= Martyn Lee (broadcaster) =

British DJ (born 1978)

Martyn Lee (born 22 July 1978) is a British national radio broadcaster, Sony award-winning radio producer, Neuro-linguistic programming (NLP) Master Practitioner and Hypnotist. He was a presenter on Absolute 80s from 2010 to 2019.

He has been Programme Director for radio stations on the south coast of England including 2CR FM, Original 106 and The Coast 106. Lee also works with Bournemouth University with their media and radio courses.

==Early career==

He grew up in Norfolk and Suffolk where his career started at LTR FM, which is now known as The Beach. He worked at Radio Broadland from 1994 to 1996 as the weekend sports producer.

==2CR FM==

In October 1996 he joined 2CR FM working on the breakfast show for the presenter 'Lloydie'. He went from being a producer to presenter on Boxing Day 1997 and subsequently went on to host the evening show, breakfast show and drivetime show. Whilst as 2CR FM he was also Head of Music and Assistant Programme Controller. He left in June 2006 having spent 10 years there presenting many shows including the Breakfast Show, Drivetime, Daytimes and 'The Hot 30 Countdown'

==GWR Group and GCap Media==

Whilst at 2CR FM in Bournemouth, Martyn was part of the music scheduling team for the parent companies, GWR and GCap Media responsible for choosing the playlists of over 30 radio stations.

==Original 106 and The Coast 106 ==

He joined Original 106 in July 2006 as Assistant Programme Director and host of the Saturday Breakfast show. For much of 2007 he was the host of the weekday afternoon show. In early 2008, with the arrival of Richard Skinner, he no longer presented a weekday programme and became Programme Director, whilst retaining his own show on Saturday evenings 6pm-midnight.

When Original 106 was bought by Celador in August 2008, Martyn was employed as Programme Director to launch The Coast 106, which went on air on 30 October 2008 with a line-up that included Matt Hopper, Iain Meadows and John Clayton.

==Absolute Radio==

On Monday 5 October 2009 he moved to Absolute Radio to produce The Christian O'Connell Breakfast Show weekday mornings from 6am-10am. In 2010 he produced a Sony Radio Award Winning promotion called 'One Last Dream'.

In November 2010 he moved from the breakfast show to present daily shows on the national digital radio stations operated by Absolute Radio, including Absolute 80s with holiday cover on Absolute Radio.

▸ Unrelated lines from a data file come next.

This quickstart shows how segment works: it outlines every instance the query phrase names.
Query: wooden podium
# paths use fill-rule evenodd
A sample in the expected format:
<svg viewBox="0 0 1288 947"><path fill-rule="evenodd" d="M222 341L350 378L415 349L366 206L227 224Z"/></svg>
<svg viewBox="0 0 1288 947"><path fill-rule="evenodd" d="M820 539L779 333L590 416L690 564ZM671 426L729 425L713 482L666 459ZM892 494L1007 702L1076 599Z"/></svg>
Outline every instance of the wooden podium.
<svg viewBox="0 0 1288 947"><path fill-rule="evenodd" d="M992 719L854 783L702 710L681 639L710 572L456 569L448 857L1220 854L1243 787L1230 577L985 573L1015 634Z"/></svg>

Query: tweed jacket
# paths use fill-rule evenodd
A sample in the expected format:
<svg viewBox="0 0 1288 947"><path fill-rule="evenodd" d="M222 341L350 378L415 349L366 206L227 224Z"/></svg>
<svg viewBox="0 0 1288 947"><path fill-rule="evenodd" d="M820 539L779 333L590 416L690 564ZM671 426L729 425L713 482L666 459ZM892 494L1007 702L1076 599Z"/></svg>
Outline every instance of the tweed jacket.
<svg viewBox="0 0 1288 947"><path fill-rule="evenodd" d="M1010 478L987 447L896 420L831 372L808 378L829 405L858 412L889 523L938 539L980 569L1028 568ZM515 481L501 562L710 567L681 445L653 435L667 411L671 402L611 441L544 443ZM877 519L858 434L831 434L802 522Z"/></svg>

In May 2015, Lee began presenting The Absolute 80s Chart, which airs every Sunday and looks at two different charts of two years of the 80s. In 2019, Lee announced that he would be leaving Absolute 80s and would be replaced by Sarah Champion. Lee presented his final show on Absolute 80s on 3 March 2019.

==NLP and hypnotism==

Martyn often talks about his experiences as a hypnotist live on the air. According to his website he also works with companies, particularly in the radio industry such as GCap Media, as a communications and language consultant. He also works with the Radio Academy to educate student broadcasters.

== Personal and family ==
Lee comes from Lowestoft and attended Bournemouth University from 1996 to 1999. He is married with a son and they live in Dorset. He often posts on Twitter under the username martlee.

Martin Lee has shown support EV and sustainable power, owning and driving electric vehicles for many years and presenting the EV News Daily Podcast.